Wiesz, że LLM jakby go tak nauczyć rozmawiać w języku giełdy, to powinien działać praktycznie idealnie na inwestowanie? (Językiem giełdy określam znak alfabet który obrazowany jest jako zmiana paczki cen aktualnego stanu giełdy w czasie) Kurcze, muszę sobie coś takiego wypróbować.
@wiatraczeg chyba ci się źle klikło z drugim postem
@CzosnkowySmok jak mnie wkurwia to, że nie ma tutaj drzewa komentarzy...
@wiatraczeg jaka aplikacja do szukania po twarzy wariacie?
@Chrabonszcz już niedostępna ot tak, współpracownicy po trzeciej wodzie po kisielu z facebookiem
@Chrabonszcz już tamtego nie mogę edytować, ale dodałem tu masz newsa na ten temat:
Nie mogę sobie przypomnieć nazwy tej firmy teraz, mój mózg już idzie spać, ale specjalnie sam zacząłem to sprawdzać ponownie odkopując temat i będzie to rzekomo używane ponownie do "rozpoznawania fejkow" na Instagramie.

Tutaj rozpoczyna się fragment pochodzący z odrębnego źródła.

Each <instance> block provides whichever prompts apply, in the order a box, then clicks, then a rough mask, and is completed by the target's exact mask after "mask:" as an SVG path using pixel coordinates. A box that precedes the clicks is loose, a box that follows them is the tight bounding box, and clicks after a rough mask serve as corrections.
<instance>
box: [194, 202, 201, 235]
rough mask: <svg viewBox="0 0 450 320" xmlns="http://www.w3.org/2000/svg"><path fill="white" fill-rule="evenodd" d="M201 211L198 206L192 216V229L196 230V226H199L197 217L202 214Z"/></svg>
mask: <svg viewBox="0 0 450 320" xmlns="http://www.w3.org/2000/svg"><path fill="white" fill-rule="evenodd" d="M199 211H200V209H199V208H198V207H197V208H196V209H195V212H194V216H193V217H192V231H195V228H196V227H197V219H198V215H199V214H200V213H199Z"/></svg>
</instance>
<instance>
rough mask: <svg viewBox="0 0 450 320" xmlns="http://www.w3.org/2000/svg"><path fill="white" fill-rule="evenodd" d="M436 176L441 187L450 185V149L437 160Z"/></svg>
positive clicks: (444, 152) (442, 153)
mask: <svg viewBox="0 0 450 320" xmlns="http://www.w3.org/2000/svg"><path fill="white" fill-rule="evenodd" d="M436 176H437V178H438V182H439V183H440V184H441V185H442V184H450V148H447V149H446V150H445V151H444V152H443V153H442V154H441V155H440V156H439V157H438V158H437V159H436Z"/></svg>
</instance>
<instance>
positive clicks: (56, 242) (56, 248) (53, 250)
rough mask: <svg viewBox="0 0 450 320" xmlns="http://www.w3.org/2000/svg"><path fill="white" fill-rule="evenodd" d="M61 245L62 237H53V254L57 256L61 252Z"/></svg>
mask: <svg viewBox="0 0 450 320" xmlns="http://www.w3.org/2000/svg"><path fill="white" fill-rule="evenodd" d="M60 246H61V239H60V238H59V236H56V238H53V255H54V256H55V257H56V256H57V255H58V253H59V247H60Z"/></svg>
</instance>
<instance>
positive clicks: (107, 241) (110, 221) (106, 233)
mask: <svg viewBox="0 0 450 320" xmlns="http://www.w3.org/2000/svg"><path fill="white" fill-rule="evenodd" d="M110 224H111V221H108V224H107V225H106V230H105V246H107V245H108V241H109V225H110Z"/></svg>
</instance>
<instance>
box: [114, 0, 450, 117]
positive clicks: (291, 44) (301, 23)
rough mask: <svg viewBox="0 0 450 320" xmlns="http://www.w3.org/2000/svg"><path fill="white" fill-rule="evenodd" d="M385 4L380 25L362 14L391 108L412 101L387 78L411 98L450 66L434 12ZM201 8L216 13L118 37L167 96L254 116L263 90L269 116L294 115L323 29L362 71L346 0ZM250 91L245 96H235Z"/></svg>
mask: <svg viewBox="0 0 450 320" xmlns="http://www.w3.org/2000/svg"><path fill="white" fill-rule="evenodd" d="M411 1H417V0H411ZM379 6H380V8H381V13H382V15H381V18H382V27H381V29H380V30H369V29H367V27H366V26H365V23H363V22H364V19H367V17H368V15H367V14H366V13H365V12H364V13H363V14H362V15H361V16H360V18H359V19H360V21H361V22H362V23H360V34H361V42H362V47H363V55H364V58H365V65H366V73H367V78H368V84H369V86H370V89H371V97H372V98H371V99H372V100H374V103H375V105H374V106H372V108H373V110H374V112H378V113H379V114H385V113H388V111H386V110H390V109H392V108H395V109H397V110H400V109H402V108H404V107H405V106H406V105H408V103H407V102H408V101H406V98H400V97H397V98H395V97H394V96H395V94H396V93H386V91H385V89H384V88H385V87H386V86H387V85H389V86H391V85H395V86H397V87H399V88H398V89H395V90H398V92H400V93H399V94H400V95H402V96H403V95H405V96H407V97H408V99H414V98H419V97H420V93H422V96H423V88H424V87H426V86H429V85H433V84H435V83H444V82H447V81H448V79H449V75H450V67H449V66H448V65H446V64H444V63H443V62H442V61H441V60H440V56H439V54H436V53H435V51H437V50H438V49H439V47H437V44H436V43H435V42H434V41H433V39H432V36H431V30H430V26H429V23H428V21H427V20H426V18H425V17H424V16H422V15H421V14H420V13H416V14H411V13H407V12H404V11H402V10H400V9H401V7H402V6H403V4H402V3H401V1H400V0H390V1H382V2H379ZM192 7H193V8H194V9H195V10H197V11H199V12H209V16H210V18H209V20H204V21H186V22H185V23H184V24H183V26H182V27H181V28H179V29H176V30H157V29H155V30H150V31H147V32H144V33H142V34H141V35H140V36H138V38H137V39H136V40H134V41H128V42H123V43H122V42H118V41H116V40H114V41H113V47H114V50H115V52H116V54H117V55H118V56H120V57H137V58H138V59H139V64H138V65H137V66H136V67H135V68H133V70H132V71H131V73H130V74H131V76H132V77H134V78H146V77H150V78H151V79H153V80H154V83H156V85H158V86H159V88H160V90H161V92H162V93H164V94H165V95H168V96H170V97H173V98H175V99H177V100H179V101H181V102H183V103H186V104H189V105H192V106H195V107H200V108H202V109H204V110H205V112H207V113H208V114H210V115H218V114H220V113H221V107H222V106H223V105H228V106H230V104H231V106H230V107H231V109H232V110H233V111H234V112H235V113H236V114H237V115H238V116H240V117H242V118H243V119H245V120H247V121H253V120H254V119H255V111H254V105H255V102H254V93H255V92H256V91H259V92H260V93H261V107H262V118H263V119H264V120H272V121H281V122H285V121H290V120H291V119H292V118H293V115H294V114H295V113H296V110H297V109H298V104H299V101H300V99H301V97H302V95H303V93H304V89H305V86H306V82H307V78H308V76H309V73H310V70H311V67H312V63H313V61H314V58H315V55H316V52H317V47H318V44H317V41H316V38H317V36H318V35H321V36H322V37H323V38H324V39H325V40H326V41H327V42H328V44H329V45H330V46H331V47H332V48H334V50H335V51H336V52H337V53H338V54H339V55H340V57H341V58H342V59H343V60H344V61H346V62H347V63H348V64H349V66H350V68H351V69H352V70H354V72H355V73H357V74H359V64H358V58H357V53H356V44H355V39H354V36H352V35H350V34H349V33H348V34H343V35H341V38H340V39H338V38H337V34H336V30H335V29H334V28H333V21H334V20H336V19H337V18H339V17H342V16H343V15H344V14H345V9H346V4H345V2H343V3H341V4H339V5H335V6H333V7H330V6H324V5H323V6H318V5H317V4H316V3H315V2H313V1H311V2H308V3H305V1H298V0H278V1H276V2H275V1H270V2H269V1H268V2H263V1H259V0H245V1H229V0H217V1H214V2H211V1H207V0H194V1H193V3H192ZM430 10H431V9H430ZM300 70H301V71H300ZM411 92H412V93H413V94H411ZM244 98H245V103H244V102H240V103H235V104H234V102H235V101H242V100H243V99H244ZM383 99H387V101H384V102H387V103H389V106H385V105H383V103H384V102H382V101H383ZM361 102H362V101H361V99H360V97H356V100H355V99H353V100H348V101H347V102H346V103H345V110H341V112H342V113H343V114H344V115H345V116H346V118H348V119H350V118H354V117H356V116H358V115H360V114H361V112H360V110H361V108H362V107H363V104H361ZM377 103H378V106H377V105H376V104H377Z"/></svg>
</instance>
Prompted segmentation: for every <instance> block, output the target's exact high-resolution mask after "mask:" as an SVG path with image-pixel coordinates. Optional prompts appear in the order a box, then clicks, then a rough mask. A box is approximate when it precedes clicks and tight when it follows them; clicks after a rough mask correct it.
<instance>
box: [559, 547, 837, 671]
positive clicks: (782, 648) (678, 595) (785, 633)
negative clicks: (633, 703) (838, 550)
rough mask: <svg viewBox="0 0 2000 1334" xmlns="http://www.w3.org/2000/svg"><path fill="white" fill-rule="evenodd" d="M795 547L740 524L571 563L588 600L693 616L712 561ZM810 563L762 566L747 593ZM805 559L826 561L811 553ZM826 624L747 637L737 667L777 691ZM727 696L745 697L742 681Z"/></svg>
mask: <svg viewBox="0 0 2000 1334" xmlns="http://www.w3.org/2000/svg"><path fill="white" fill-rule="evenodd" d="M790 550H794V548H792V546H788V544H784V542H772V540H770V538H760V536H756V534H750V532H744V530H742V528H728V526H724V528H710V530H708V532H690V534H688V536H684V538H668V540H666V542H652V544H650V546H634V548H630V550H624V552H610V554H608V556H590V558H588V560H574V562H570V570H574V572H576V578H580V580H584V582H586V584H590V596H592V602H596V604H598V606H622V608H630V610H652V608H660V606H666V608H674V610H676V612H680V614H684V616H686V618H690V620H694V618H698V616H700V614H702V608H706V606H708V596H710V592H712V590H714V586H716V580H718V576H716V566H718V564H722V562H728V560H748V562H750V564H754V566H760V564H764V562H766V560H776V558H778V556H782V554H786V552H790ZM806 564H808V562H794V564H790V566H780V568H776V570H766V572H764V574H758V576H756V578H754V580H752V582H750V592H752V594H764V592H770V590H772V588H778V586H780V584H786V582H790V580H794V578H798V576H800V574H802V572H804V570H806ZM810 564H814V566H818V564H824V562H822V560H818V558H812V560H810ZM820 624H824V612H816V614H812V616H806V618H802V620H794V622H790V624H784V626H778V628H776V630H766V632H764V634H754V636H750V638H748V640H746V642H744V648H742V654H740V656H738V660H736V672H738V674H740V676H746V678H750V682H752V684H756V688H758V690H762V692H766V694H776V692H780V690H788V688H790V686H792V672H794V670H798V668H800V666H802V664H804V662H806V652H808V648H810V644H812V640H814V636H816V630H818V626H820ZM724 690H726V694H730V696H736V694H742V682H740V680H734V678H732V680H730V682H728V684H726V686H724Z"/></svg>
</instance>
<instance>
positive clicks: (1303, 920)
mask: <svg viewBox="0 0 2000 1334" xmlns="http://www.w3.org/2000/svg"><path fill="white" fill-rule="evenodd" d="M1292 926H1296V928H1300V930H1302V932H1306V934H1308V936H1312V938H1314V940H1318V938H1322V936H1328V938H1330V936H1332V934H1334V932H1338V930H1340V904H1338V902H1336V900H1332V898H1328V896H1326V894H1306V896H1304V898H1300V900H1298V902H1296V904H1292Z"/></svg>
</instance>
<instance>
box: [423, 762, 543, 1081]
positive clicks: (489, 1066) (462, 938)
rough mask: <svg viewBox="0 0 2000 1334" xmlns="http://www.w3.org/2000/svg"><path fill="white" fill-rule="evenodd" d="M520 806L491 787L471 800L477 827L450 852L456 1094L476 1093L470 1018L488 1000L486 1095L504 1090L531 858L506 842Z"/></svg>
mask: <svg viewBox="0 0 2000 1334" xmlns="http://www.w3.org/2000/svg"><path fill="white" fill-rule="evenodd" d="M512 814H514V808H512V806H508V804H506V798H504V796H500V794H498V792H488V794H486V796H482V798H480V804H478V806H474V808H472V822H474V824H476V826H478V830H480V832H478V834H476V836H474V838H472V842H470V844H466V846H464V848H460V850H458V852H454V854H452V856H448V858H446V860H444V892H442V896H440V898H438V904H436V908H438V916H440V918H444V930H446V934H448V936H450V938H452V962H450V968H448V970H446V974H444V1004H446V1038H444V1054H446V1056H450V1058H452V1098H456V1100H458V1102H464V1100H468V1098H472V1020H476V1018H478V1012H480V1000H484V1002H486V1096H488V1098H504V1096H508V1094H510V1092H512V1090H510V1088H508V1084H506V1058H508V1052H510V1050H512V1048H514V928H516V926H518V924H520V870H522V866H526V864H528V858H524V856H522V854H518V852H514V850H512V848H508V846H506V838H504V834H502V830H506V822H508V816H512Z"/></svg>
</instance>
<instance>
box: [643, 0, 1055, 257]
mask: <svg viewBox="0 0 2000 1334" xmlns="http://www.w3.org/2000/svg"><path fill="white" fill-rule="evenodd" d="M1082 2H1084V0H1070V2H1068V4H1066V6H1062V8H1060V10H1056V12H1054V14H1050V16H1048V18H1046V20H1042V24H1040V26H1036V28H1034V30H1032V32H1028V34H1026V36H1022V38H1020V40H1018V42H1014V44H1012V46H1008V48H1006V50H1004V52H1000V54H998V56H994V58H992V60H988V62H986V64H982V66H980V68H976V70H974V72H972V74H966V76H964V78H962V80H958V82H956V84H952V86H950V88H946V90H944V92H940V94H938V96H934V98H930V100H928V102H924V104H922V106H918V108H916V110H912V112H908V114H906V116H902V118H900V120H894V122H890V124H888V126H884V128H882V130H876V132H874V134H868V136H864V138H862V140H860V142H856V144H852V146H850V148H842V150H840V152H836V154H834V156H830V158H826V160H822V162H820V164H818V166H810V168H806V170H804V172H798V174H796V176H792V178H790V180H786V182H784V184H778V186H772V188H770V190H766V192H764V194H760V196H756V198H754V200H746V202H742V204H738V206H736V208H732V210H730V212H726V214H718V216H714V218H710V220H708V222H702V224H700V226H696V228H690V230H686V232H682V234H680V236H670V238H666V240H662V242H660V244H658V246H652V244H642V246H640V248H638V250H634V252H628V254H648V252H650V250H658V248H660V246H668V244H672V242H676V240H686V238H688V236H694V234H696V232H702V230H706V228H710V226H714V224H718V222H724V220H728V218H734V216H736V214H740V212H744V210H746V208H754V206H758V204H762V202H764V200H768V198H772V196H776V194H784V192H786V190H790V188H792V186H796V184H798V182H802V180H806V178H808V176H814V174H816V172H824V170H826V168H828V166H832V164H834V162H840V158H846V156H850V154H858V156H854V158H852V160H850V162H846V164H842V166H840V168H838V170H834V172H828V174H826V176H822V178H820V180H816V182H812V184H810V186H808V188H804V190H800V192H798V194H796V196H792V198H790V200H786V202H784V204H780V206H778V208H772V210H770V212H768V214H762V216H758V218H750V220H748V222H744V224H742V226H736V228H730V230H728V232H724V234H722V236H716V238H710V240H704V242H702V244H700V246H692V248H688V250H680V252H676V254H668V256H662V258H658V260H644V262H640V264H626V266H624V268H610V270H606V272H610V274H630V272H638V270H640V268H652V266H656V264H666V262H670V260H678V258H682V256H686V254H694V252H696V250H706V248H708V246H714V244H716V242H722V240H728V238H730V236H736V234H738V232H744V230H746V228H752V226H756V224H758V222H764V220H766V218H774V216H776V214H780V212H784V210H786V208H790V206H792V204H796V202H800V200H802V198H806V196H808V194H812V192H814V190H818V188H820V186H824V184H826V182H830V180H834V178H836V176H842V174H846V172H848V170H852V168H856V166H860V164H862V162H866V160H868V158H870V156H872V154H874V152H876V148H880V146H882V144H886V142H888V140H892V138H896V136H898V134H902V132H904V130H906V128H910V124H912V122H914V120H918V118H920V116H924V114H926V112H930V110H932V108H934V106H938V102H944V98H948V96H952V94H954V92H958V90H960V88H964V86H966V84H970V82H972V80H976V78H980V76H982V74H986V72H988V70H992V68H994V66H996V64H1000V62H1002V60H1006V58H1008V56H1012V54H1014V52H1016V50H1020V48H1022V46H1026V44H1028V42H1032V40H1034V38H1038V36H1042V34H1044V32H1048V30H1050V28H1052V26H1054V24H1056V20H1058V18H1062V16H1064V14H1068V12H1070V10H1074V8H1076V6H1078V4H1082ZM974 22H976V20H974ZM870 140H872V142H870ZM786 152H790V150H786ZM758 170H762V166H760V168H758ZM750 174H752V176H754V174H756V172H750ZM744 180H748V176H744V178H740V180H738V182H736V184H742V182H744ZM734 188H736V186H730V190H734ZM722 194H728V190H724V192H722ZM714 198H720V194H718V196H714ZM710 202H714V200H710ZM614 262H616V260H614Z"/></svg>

Jak przypomnę sobie nazwę firmy to zapostuje, ale oni współpracują tylko B2B i z dużymi klientami.
Uu facerecognition złe:
Uu facerecognition już jednak dobre:
Dla sportu złożyłem tam papiery rok temu. Już miała być rozmowa rekrutacyjna ale w październiku wydarzył się incydent w pewnym kraju nad morzem śródziemnym i przesunęli rozmowe o miesiąc. Do tej pory nie zadzwonili.